Несчастный Fatty покраснел, заглотнул полбутерброда, а оставшуюся половину снова положил на салфетку.
— Микеш, — сказал он сдавленным голосом, — Да.
Пан Фольтэн еще некоторое время его расспрашивал, а Ладичек спокойно пожирал бутерброд за бутербродом. Затем настала моя очередь: пан Фольтэн очень любезно спросил, откуда я родом, кем был мой отец, какую музыку я больше всего люблю и так далее — словом, вопросы соответствовали моему возрасту. Потом он посмотрел на Ладю. Ладичек встал, потянулся, как сытый кот, и как ни в чем не бывало направился к роялю, где лежала темнокоричневая скрипка; он взял ее в руки, опытной рукой тронул струны и небрежно спросил:
— Миттенвальдская?
Это было первое слово, которое он произнес.
Пан Фольтэн просиял.
— О да. Собственноручная работа мастера Маттиаса Клотца. Минутку, я покажу вам ее паспорт.
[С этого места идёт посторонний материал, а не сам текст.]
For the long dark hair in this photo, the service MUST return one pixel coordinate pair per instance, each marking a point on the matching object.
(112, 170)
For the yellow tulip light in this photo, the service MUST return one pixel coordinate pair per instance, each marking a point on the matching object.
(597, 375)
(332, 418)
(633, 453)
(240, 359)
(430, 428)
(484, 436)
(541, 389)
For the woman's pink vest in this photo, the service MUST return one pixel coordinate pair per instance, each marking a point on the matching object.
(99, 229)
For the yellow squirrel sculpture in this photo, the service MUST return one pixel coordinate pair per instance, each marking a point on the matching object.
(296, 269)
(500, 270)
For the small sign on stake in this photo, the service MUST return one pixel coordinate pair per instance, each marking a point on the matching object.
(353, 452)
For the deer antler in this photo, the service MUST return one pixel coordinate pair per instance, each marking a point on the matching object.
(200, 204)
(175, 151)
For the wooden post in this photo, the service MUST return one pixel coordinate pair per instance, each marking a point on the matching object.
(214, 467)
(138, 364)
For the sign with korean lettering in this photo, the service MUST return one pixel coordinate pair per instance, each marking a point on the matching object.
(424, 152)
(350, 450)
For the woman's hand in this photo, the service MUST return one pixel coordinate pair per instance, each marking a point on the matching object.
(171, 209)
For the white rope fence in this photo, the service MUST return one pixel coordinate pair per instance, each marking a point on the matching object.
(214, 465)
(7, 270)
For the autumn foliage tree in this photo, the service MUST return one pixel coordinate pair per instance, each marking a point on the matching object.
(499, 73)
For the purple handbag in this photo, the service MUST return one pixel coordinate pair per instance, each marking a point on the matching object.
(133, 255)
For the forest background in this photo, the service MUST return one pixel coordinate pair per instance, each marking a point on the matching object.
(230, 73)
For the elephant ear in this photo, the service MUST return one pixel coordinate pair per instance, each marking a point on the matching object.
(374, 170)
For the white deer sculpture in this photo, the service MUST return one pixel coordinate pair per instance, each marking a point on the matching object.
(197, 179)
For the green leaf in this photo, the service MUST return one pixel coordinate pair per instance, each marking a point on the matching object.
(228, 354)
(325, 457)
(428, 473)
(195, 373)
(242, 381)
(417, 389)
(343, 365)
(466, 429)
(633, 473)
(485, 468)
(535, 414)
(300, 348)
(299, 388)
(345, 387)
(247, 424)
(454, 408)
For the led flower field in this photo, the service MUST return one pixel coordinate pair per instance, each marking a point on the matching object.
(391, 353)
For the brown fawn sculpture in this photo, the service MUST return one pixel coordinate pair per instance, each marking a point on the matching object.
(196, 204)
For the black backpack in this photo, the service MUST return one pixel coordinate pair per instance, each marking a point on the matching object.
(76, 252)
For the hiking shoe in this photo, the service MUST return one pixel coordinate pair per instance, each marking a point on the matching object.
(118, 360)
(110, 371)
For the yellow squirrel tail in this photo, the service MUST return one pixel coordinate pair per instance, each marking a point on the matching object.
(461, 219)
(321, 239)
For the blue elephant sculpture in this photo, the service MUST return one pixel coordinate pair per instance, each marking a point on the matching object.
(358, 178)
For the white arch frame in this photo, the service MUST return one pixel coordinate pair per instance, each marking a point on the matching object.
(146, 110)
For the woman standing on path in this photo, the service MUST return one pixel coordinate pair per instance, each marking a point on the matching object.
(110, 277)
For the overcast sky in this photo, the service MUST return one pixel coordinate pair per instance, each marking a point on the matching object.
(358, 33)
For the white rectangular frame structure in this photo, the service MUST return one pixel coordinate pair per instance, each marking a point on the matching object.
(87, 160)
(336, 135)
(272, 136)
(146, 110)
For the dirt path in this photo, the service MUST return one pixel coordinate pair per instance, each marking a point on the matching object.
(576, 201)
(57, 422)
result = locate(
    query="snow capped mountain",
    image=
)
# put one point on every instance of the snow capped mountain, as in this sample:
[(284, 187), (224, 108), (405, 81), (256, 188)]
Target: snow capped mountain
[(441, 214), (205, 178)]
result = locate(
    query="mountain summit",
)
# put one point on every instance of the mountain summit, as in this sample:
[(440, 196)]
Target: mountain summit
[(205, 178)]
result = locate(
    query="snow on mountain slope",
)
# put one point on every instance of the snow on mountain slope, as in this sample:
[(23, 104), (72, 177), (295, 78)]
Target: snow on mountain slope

Мы с Микешем переглянулись. Погоди, Ладичек, мы тебе это попомним! А Ладичек Прохазка между тем сунул хриплую скрипочку под подбородок, раза два провел по струнам смычком и заиграл «Песню» де Фальи[159]. Да, этот мальчик умел себя показать — прямо будто век общался с меценатами. Пан Фольтэн опустился в кресло и слушал, прикрыв глаза и одобрительно кивая головой.
— Хорошо, — сказал он под конец. — А свое что-нибудь?..
Ладичек, не моргнув глазом, стал играть свои вариации на детские темы. Сыграв три, он сказал: «Вот так», — положил скрипку и опять навалился на бутерброды. Пан Фольтэн взглянул на меня. Я мигом очутился за роялем и довольно храбро исполнил свое «Анданте»; теперь-то я знаю, что в нем было достаточно много цитат из нашего дорогого учителя, но тогда я очень гордился своим опусом № 3. Потом пришел черед нашего гениального Fatty. Он ужасно нервничал и скверно исполнил свою блестящую «Чакону» с великолепной главной темой. Пан Фольтэн не сказал на это ничего. Признаюсь, меня это раздосадовало; конечно, Толстяк играл в тот день препаршиво и при каждой ошибке морщился, будто толстый младенец, который вот-вот заревет, но его «Чакона» была такая кристальная вещичка, что всякий, кто немножко разбирается в музыке… впрочем, кто в ней действительно разбирается?